Kosler toured Japan with the CPO four times and did a lot of guest conducting there over the years, so perhaps that was a consideration in Nippon Columbia (formerly Denon) deciding to remaster this to DSD in 2007 – and, who knows, in Kosler getting to conduct the recording in first place. (Neumann recorded these pieces with the CPO only in 1982.)
About the performances I completely agree with the Amazon.com reviewer of the Denon CD, who calls them “ecstatic”, “volcanic”, “throat-grabbing”. And to hear the CPO play these pieces in high-res is, I can now say, a thrill. For the longest time though I had a problem with the sound. It’s certainly not ‘audiophile’. There’s considerable spotlighting; the upper strings, winds and brass all tend towards the over-lit; deep bass is lacking and there’s not a great deal of warmth either; and the mics capture a lot of the long, heavy reverberation of the Rudolfinum – all of which can make the sound somewhat glassy and coagulated when things get loud (at least in stereo). So unless you have a highly resolving and truthfully balanced system you might not be as taken by this disc as I am. Upgrading from the Stax SR007 to SR009 and an amp that does those phones justice actually made the recording thoroughly enjoyable for the first time. Now the sound comes across as sharp-edged and a bit brazen, in a good way. So if you can get what’s there off the disc and you’re a Janacek fan, it’s really not to be missed. As a nearly transparent window onto the CPO’s playing, as well for as Kosler’s natural way with this wonderfully humanistic yet transcendent music, I haven’t heard anything quite like it.

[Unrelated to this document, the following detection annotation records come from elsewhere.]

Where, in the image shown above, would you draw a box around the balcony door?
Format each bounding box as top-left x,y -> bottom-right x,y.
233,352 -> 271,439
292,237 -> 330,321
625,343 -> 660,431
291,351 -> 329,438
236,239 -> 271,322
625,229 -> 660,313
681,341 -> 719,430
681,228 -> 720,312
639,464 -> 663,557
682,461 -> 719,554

Comparing “Sinfonietta” with the Ancerl Edition’s, there’s way (way!) more clarity and detail; even though Kosler’s tempos generally aren’t as fleet the music just shines forth. However, Mackerras (CPO, early 2000s) is more naturally mic’d, better balanced timbrally and spatially, and is also conducted and performed with the keen interpretive vigour and responsiveness to the music’s moods that he was known for in Janacek – and the redbook sound conveys it all coherently. You can get 5 CDs’ worth of Mackerras’s Janacek and Martinu on Supraphon’s “Life with Czech Music” box, and it will cost about the same as ordering this SACD from Japan.